Saturday Dogs

Out here I can keep a full social calendar on the visits of New Yorkers alone. I know my friend Jake only as a Brooklynite, but he comes from Marin County across the San Francisco bay, so I now get to see him on family visits. Yesterday he and his sweetheart, Kit, were at Mission-Dolores Park.

Like the rest of the city, the park is pretty: a shallow bowl lined with palm trees. Good-looking people sprawl on the grass, lying low under the San Francisco wind. And dogs, dogs everywhere, running off leash and sniffing backsides. Well-loved city dogs seem to have a better time than their suburban cousins.

A lemonade robot arrived, outfitted in painted boxes from head to feet.
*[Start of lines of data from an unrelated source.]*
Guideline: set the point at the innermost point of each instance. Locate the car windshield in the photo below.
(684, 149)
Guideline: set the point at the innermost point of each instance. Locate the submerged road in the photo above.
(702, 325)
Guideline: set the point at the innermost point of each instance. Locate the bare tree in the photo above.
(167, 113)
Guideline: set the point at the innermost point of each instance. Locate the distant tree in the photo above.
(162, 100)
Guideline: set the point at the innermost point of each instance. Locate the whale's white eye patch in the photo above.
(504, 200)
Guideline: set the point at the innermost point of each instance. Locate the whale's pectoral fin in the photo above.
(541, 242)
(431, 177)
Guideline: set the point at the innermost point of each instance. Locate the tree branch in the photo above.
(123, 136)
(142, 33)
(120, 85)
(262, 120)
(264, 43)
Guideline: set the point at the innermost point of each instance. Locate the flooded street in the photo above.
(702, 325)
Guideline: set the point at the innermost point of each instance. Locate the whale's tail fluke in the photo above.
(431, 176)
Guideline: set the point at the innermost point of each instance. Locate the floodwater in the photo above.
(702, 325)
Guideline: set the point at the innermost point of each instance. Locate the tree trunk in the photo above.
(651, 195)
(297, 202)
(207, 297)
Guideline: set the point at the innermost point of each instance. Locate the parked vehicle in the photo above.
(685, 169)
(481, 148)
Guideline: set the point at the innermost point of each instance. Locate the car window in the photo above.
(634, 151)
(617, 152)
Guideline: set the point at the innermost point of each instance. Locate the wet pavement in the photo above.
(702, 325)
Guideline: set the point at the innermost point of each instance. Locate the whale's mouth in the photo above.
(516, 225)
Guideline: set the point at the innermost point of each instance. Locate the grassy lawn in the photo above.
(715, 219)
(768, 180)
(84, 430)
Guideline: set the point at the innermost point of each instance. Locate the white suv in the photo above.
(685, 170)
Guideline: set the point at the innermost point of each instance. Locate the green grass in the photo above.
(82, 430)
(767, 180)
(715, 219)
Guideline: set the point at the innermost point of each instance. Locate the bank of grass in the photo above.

He lumbered through the park, cardboard arms out, selling drinks. The dogs went wild at the sight of this creature. Arf! Arf! Arf! Arf! They circled him and barked, looked at each other for further instructions, circled and barked again. Retrievers, border collies, handsome boxers, and dobermans chased like kites while their owners watched. The lemonade robot didn’t seem to mind, though it was hard to tell from his cardboard face.

Below us, a toffee-colored setter finally escaped the owner who thwarted her. She shivered as she drew near the mud puddle, then bellied into it, rolling until she was fully coated. Out she stepped, shaking off a fine spray of liquid mud, then rubbed herself into the grass and groaned. A melted-chocolate tail flapped in joy. We clapped the beauty of her canine spirit, knowing we didn’t have to scrub her clean.
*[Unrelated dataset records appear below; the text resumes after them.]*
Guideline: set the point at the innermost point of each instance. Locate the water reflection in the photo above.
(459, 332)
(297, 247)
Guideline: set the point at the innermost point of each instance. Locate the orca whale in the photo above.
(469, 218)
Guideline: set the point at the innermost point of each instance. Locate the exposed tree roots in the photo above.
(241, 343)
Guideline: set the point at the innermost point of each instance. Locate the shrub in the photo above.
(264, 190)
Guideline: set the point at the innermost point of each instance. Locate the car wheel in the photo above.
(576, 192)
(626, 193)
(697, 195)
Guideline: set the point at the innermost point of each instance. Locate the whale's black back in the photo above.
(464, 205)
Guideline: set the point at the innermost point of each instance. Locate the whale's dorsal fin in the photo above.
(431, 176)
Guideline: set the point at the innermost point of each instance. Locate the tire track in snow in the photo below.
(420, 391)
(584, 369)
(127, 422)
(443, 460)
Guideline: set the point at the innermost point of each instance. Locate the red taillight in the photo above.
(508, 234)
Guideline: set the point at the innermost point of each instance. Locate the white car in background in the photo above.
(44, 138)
“In New York I’m so used to dogs wearing clothes that these dogs look kind of…naked,” said Kit, as a wheezy pug wearing only a collar pushed his way into our circle. Jake’s San Francisco brother was puzzled. Sweaters for the cold? “It started off that way. But now it’s more a fashion thing. They wear clothes all year round. You even see them with these big Elizabethan ruffs. And jewelry. And nail polish.” We agreed that these edenic San Francisco dogs looked indecent.

A guy approached with a clipboard, asking for a few minutes to explain a petition to raise taxes for school funding. None of us wanted to listen. “We’re not residents,” Jake said eventually, and the petitioner shuffled off to the next refusal.

He was in the wrong park. A few weeks before I’d read a New York Times piece about how U.S. cities feared they would go the way of San Francisco–chic and childless. I hadn’t quite believed it. Most of my San Francisco friends have kids, as do many of my co-workers. Bernal Heights crawls with children–it’s one of the reasons why I moved there. I’m not happy in neighborhoods where ages, complexions, and paychecks range narrowly.

But there are more dogs in San Francisco than there are people under eighteen. Nowhere was this more apparent than in Mission-Dolores Park on a sunny Saturday afternoon, where hundreds of sleek puppies had the run of the place, and only a few dozen toddlers–mostly Mexican and Asian–played on the swings. In Prospect Park, we would have heard shrieks and whoops; out here, only barks and yips. The city has trouble getting families to stay, and this says bleak things about its future.

We watched a heavily-pregnant woman walk past the mud puddle, her belly button pointing the way. How strange she looked; a mammal in the land of robots.

POSTSCRIPT: it’s evening now, and I’m just back from a rowdy birthday party for a three-year-old friend. I’m cheerfully eating my words, along with slobber-covered cupcakes.